Attorney for Defendant
175 Pinelawn Road, Suite 105
Melville, New York 11747
Upon the following papers numbered 1 to 24 read on this motion for summary Judgment; Notice of Motion/ Order to Show Cause and supporting papers 1 - 14; Notice of Cross Motion and supporting papers ___; Answering Affidavits and supporting papers 15 - 22; Replying Affidavits and supporting papers 23 - 24; Other ___; (and after hearing counsel in support and opposed to the motion) it is,
ORDERED that the motion by defendant Melvin Blackmon seeking summary judgment dismissing the complaint is denied.
Plaintiff Dianna Jordan commenced this action to recover damages for injuries she allegedly sustained as a result of a motor vehicle accident that occurred at the intersection of Mill Road and Tellar Avenue in the Town of Brookhaven on January 18, 2012. By her complaint, plaintiff alleges that the vehicle owned and operated by defendant Melvin Blackmon crossed over the double yellow lines into her lane of travel and struck the rear driver side of her vehicle. Prior to the accident, plaintiff was traveling east on Mill Road and defendant was traveling west on Mill Road. By her bill of particulars, plaintiff alleges that she sustained various personal injuries, including disc herniations at levels C2 through C7; disc bulging at levels C7 through T5 and L2 through L5; myofascitis; and lumbar radiculopathy.
Defendant now moves for summary judgment on the basis that the injuries plaintiff alleges to have sustained as a result of the subject accident fail to meet the serious injury threshold requirement of §5102(d) of the Insurance Law. In support of the motion, defendant submits copies of the pleadings, plaintiff's deposition transcript, and the sworn medical reports of Dr. Gary Kelman and Dr. Jonathan Luchs. At defendant's request, Dr. Kelman conducted an independent orthopedic examination of plaintiff on July 14, 2014. Also at defendant's request, Dr. Luchs performed an independent radiological review of the magnetic resonance images ("MRI") films taken of plaintiff's cervical and lumbar spine on February 29, 2012. Defendant also submits copies of plaintiff's medical records regarding her treatment concerning the injuries at issue.

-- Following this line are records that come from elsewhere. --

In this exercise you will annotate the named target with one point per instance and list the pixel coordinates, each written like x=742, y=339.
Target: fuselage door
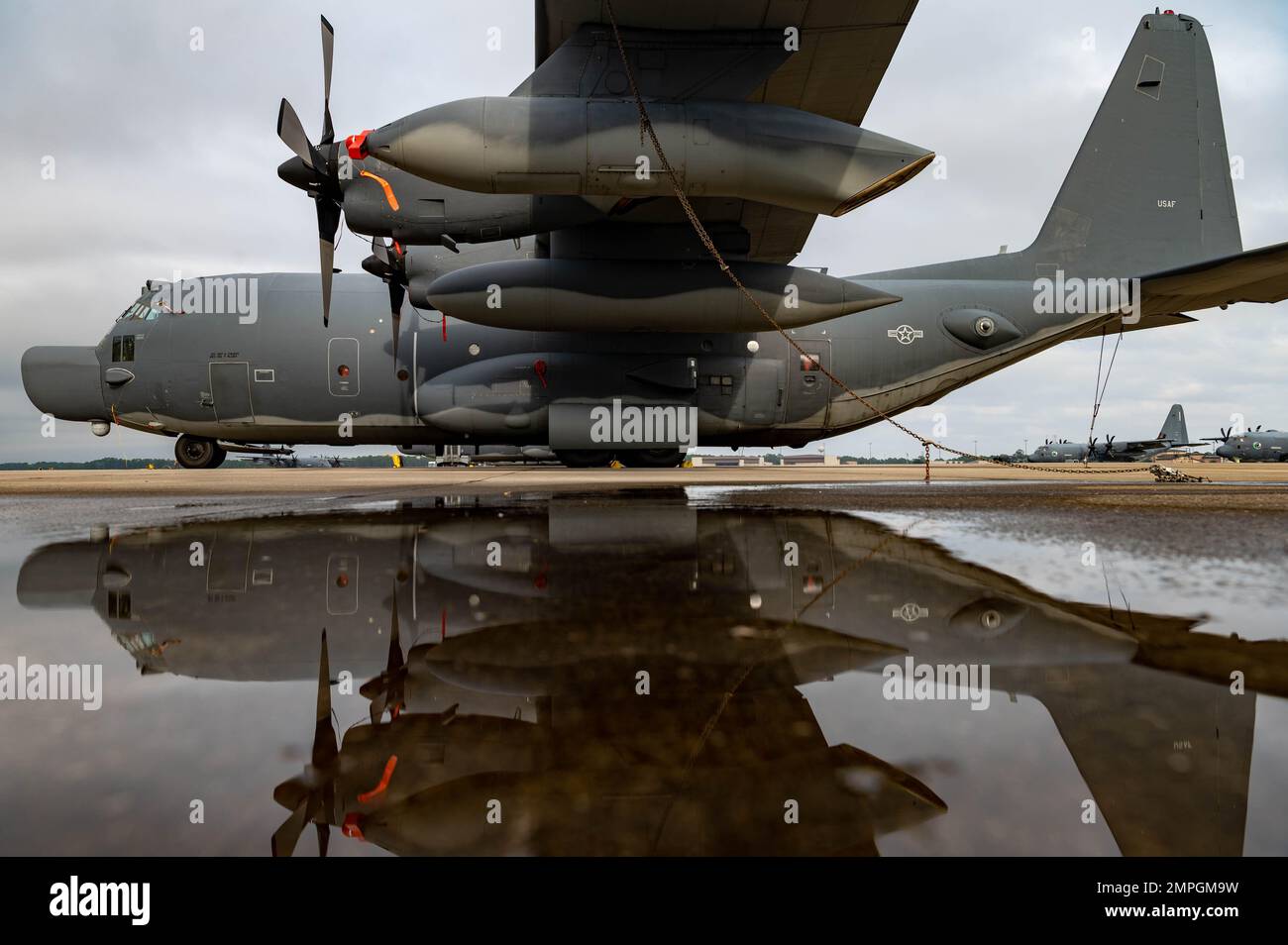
x=342, y=584
x=230, y=385
x=343, y=364
x=809, y=391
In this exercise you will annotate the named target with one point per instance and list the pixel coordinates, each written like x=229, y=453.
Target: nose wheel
x=198, y=452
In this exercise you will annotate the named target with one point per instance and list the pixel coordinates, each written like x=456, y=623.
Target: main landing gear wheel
x=198, y=452
x=651, y=459
x=584, y=459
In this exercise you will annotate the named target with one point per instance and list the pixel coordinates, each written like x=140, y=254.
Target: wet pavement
x=666, y=671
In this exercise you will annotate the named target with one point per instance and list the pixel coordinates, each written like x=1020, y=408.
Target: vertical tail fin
x=1150, y=187
x=1173, y=426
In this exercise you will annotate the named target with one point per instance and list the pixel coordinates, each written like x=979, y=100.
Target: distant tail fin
x=1150, y=185
x=1173, y=426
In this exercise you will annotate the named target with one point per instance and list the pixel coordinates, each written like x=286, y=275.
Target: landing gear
x=198, y=452
x=584, y=459
x=651, y=459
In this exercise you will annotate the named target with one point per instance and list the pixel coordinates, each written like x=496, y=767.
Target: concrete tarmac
x=279, y=481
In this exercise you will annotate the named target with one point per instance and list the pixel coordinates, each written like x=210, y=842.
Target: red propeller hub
x=357, y=145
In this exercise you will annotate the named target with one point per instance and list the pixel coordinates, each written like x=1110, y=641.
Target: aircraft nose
x=60, y=576
x=64, y=381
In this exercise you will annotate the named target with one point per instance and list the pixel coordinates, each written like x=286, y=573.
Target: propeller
x=386, y=690
x=314, y=167
x=389, y=262
x=310, y=795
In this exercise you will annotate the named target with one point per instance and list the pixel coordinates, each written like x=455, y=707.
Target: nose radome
x=64, y=381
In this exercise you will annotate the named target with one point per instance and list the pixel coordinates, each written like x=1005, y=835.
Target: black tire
x=198, y=452
x=651, y=459
x=584, y=459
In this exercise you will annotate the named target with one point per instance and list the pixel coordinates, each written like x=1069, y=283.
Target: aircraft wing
x=733, y=51
x=1253, y=275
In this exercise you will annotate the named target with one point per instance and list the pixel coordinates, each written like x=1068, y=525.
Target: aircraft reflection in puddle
x=520, y=638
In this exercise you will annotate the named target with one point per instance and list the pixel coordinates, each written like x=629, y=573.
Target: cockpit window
x=123, y=348
x=141, y=310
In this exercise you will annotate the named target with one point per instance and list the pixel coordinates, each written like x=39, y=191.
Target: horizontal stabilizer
x=1252, y=275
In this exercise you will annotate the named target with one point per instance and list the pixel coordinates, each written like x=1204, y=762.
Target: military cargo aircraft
x=563, y=297
x=1253, y=446
x=501, y=657
x=1171, y=435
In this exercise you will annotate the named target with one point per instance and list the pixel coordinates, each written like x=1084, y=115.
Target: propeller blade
x=326, y=252
x=395, y=299
x=291, y=133
x=286, y=836
x=323, y=733
x=327, y=52
x=329, y=222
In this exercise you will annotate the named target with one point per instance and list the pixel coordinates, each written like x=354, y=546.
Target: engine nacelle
x=651, y=295
x=567, y=146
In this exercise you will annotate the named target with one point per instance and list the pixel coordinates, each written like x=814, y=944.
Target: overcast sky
x=165, y=159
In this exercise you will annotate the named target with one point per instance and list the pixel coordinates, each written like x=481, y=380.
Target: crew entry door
x=230, y=387
x=809, y=391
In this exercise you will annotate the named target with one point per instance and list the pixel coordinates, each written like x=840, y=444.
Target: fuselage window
x=123, y=348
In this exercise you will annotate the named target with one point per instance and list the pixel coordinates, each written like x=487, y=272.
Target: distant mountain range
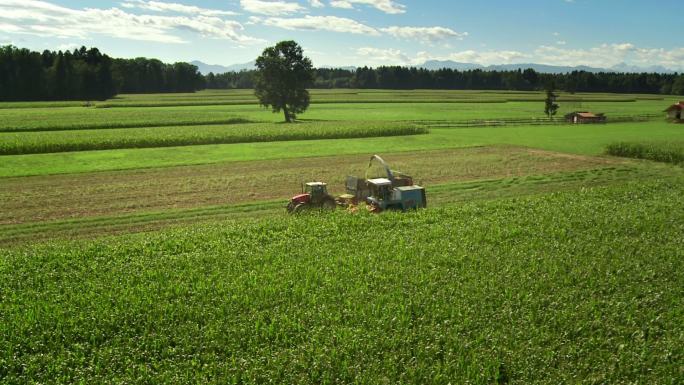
x=205, y=68
x=439, y=64
x=543, y=68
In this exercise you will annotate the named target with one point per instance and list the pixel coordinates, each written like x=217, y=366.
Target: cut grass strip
x=87, y=140
x=106, y=124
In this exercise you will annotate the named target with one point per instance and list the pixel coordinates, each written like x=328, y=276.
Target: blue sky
x=600, y=33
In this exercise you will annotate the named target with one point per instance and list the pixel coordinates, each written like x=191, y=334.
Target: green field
x=144, y=240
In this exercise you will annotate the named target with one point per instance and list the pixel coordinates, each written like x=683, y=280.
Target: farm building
x=675, y=111
x=585, y=117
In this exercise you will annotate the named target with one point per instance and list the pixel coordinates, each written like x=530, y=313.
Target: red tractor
x=314, y=195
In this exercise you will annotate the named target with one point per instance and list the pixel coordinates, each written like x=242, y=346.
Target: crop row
x=548, y=289
x=667, y=152
x=86, y=140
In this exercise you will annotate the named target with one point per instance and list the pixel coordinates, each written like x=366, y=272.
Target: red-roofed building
x=585, y=117
x=675, y=111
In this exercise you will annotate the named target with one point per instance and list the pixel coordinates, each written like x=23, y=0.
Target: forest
x=88, y=74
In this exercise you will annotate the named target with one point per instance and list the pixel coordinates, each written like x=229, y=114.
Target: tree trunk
x=288, y=119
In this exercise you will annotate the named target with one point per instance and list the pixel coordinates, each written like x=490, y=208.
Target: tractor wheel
x=300, y=208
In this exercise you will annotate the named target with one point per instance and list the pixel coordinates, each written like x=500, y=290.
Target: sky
x=598, y=33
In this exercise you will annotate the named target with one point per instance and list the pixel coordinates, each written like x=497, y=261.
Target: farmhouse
x=585, y=117
x=674, y=112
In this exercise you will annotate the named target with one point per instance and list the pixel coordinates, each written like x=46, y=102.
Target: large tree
x=282, y=77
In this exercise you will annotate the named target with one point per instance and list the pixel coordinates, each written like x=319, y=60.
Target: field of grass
x=558, y=288
x=584, y=140
x=542, y=257
x=86, y=140
x=47, y=118
x=668, y=152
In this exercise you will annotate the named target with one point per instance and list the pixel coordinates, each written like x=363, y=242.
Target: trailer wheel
x=300, y=208
x=329, y=205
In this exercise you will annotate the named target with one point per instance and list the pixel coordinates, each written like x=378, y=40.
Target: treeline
x=87, y=74
x=398, y=78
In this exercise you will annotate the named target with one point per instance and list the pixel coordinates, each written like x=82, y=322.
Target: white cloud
x=382, y=56
x=427, y=34
x=387, y=6
x=379, y=56
x=271, y=8
x=68, y=47
x=610, y=55
x=488, y=57
x=319, y=23
x=341, y=4
x=42, y=18
x=159, y=6
x=606, y=55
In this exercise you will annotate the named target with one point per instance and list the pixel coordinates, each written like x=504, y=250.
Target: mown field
x=144, y=240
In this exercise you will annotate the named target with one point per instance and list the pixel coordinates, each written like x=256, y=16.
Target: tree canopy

It has long been established that the "legislative intent underlying the No-Fault Law was to weed out frivolous claims and limit recovery to significant injuries" ( Dufel v Green , 84 NY2d 795, 798, 622 NYS2d 900 [1995]; see Toure v Avis Rent A Car Sys ., 98 NY2d 345, 746 NYS2d 865 [2002]). Therefore, the determination of whether or not a plaintiff has sustained a "serious injury" is to be made by the court in the first instance (see Licari v Elliott , 57 NY2d 230, 455 NYS2d 570 [1982]; Porcano v Lehman , 255 AD2d 430, 680 NYS2d 590 [2d Dept 1988]; Nolan v Ford , 100 AD2d 579, 473 NYS2d 516 [2d Dept 1984], aff'd 64 NY2d 681, 485 NYS2d 526 [1984]).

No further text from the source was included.